Successful organ transplantation hinges on finding a match, both in size and biology, and one of the most important factors is a compatible blood type. A new approach shows promise in converting whole type A lungs into the ‘universal’ type O.
This innovative protocol could mean more fair distribution of donor organs to the sickest patients.
The study was led by researchers at Toronto’s University Health Network (UHN) and included contributions from the University of Toronto, University of British Columbia, and University of Alberta. The work was published in Science Translational Medicine.
“With the current matching system, wait times can be considerably longer for patients who need a transplant depending on their blood type,” said senior author Marcelo Cypel, thoracic surgeon at UHN and professor of surgery at the University of Toronto, in a press release.
“Having universal organs means we could eliminate the blood-matching barrier and prioritize patients by medical urgency, saving more lives and wasting less organs.”
Why blood type matters in organ transplantation
A person’s blood type depends on whether they display certain sugars on their red blood cells. These sugars can trigger an immune response, so they are called antigens.
There are two main blood antigens — antigen A and antigen B — that lead to four main blood groups:
- type A with antigen A
- type B with antigen B
- type AB with both antigens A and B
- and type O that carries neither
The body will only make antibodies against the blood antigens it doesn’t have. Those antibodies serve to detect foreign cells and mark them for destruction, while leaving its own cells alone — similar to how antibodies against bacteria or viruses help the body recognize and respond to an infection.
Those same antigens line the blood vessels of all our organs, as well. So putting type A lungs into a type O patient would trigger a swift and potentially life-threatening immune attack. But type O lungs have neither antigen and are the most likely to be compatible with any patient, as long as the size also matches.

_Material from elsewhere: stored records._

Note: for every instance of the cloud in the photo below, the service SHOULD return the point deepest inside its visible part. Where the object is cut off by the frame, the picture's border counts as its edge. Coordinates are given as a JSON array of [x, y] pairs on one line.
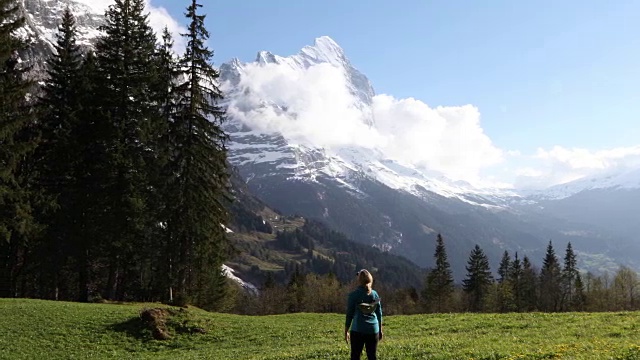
[[445, 139], [159, 17], [314, 105], [560, 165], [310, 106]]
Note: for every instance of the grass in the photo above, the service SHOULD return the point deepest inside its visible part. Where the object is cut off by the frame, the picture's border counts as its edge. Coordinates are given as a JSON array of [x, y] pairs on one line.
[[37, 329]]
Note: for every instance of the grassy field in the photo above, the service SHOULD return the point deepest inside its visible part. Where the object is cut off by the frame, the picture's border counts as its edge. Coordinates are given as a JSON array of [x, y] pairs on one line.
[[34, 329]]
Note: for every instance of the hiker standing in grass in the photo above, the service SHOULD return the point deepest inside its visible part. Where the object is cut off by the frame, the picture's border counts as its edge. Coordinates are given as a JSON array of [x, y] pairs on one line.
[[364, 317]]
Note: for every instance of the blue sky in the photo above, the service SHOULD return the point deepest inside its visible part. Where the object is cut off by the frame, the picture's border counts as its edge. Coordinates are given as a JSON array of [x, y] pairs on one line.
[[542, 73], [552, 80]]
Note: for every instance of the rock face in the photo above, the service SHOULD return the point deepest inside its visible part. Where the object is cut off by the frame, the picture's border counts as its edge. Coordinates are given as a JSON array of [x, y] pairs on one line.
[[42, 20], [374, 199]]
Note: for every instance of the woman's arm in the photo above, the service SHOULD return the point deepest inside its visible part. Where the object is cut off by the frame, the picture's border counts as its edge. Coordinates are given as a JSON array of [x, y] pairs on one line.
[[351, 309], [378, 313]]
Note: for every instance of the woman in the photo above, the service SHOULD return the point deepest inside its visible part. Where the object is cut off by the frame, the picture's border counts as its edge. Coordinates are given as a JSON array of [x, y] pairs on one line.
[[364, 317]]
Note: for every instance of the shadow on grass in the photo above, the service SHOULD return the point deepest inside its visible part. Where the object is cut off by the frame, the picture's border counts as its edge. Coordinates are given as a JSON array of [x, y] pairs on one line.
[[133, 327]]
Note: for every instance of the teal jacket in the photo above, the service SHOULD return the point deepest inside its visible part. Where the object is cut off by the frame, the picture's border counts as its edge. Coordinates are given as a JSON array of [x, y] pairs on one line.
[[359, 321]]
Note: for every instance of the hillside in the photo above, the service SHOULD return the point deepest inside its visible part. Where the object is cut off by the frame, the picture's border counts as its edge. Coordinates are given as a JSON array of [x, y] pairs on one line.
[[268, 242], [36, 329]]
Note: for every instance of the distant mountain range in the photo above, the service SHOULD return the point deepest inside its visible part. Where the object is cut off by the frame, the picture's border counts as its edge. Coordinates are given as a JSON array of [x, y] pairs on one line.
[[381, 201]]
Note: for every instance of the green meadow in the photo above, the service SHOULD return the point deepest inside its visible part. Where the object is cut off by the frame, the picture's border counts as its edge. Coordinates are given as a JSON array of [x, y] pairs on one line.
[[37, 329]]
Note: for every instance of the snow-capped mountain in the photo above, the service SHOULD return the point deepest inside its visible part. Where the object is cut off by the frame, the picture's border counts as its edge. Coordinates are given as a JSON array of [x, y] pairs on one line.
[[267, 151], [620, 179], [42, 21], [357, 188], [352, 185]]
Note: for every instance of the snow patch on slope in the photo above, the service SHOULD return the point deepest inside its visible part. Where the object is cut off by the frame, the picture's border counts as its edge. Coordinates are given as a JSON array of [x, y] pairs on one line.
[[229, 273]]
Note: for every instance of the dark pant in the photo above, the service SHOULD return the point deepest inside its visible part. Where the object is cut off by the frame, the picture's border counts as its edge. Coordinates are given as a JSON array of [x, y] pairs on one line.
[[360, 340]]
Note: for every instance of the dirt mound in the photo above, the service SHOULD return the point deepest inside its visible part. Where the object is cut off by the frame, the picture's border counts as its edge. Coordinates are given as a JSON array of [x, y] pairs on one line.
[[156, 320], [160, 320]]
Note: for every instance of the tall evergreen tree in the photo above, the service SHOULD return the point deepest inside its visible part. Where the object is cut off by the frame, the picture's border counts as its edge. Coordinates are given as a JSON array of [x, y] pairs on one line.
[[515, 280], [529, 286], [478, 280], [503, 268], [504, 296], [569, 275], [125, 57], [579, 300], [90, 170], [56, 155], [439, 282], [550, 282], [17, 224], [200, 175]]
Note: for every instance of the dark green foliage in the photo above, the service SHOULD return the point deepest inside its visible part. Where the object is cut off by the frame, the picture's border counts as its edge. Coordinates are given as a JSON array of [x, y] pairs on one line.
[[569, 276], [199, 172], [528, 286], [56, 158], [18, 227], [515, 280], [550, 282], [129, 116], [503, 268], [438, 289], [478, 281]]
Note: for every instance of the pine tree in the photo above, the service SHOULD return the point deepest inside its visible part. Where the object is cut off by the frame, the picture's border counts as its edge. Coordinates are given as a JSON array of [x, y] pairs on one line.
[[90, 170], [439, 283], [515, 280], [569, 275], [200, 175], [57, 153], [17, 224], [478, 280], [579, 300], [529, 286], [504, 297], [503, 268], [125, 57], [550, 282]]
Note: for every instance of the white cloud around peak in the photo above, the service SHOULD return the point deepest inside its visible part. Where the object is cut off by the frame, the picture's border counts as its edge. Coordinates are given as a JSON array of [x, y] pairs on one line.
[[159, 18], [315, 106]]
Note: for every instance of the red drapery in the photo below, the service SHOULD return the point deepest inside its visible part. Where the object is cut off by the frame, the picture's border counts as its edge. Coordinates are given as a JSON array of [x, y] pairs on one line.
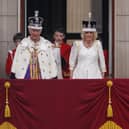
[[64, 104]]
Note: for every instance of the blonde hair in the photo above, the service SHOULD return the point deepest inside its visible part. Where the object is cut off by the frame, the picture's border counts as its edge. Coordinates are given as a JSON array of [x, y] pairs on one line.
[[95, 35]]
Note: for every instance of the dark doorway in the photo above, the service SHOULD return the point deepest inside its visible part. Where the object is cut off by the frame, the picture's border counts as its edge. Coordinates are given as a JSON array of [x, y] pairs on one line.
[[54, 14]]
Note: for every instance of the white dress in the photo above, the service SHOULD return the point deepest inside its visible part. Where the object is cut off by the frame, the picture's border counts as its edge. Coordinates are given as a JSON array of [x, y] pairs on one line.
[[57, 55], [87, 63]]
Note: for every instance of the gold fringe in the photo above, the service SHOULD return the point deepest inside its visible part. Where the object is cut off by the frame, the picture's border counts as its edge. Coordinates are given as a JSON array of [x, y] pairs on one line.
[[109, 111], [110, 125], [109, 108], [7, 113], [7, 125]]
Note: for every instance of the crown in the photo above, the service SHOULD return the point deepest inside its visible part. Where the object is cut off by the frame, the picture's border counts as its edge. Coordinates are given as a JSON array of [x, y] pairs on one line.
[[89, 25], [35, 22]]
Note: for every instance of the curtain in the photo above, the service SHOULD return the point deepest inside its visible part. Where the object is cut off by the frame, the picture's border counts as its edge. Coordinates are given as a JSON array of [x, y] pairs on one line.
[[65, 104]]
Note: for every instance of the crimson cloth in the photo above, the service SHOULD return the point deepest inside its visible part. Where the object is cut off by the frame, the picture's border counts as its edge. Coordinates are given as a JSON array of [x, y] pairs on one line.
[[9, 61], [65, 104]]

Converting lungs to the universal donor type
The innovation features various aspects of past research from across Canada. Cypel’s research team at UHN developed ex vivo lung perfusion (EVLP), a method that has improved the state of donor lungs for over 550 patients who received transplants at UHN since 2012. They remain one of only a few centres in the world with this technology.
Donor lungs don’t tend to fare well on ice, limiting the window for successful transplantation. By contrast, EVLP places donor lungs inside a sterile protective dome where they can be ventilated and supplied with warm, oxygenated fluids and nutrients. This more life-like environment helps preserve them for longer.
Because EVLP pumps fluids through existing blood vessels, donor lungs can also be treated by using that network to distribute compounds to every pocket of tissue. In the past this has been used to treat infection or inflammation, further widening the pool of lungs suitable for transplant.
That same approach could also be used to distribute other compounds, like the gut bacteria-derived enzymes used by co-author Stephen Withers, professor of chemistry at the University of British Columbia.
Withers previously demonstrated that these enzymes — used by gut bacteria to snip sugars off the things we eat to use as food — could be isolated and used on type A blood, efficiently converting it to type O blood as measured by every standard used by Canadian Blood Services to determine blood type.
It’s relatively easy to disperse the enzymes into a container filled with blood, but pumping them throughout an entire organ had never been done before. The collaboration presented an opportunity to deliver the enzymes with EVLP to attempt just that.
The team sourced type A human lungs that were not suitable for transplant for their experiment. They found that they could remove over 97 percent of antigen A within four hours without causing acute lung toxicity.
As a test of how well the treated lungs might respond in a type O patient, whose plasma would carry both anti-A and anti-B antibodies, they then used the EVLP circuit to send type O plasma through. They looked for signs of hyperacute rejection — where the antibodies would bind to the lungs and signal an immune attack — and found that the treated lungs were likely to be tolerated.
The combination of these technologies could provide much needed equity in matching organ donors and recipients. Currently, type O patients wait on average twice as long for a lung transplant as type A patients, putting them at greater risk of dying while they wait. The team hopes to start a clinical trial within the next 12 to 18 months.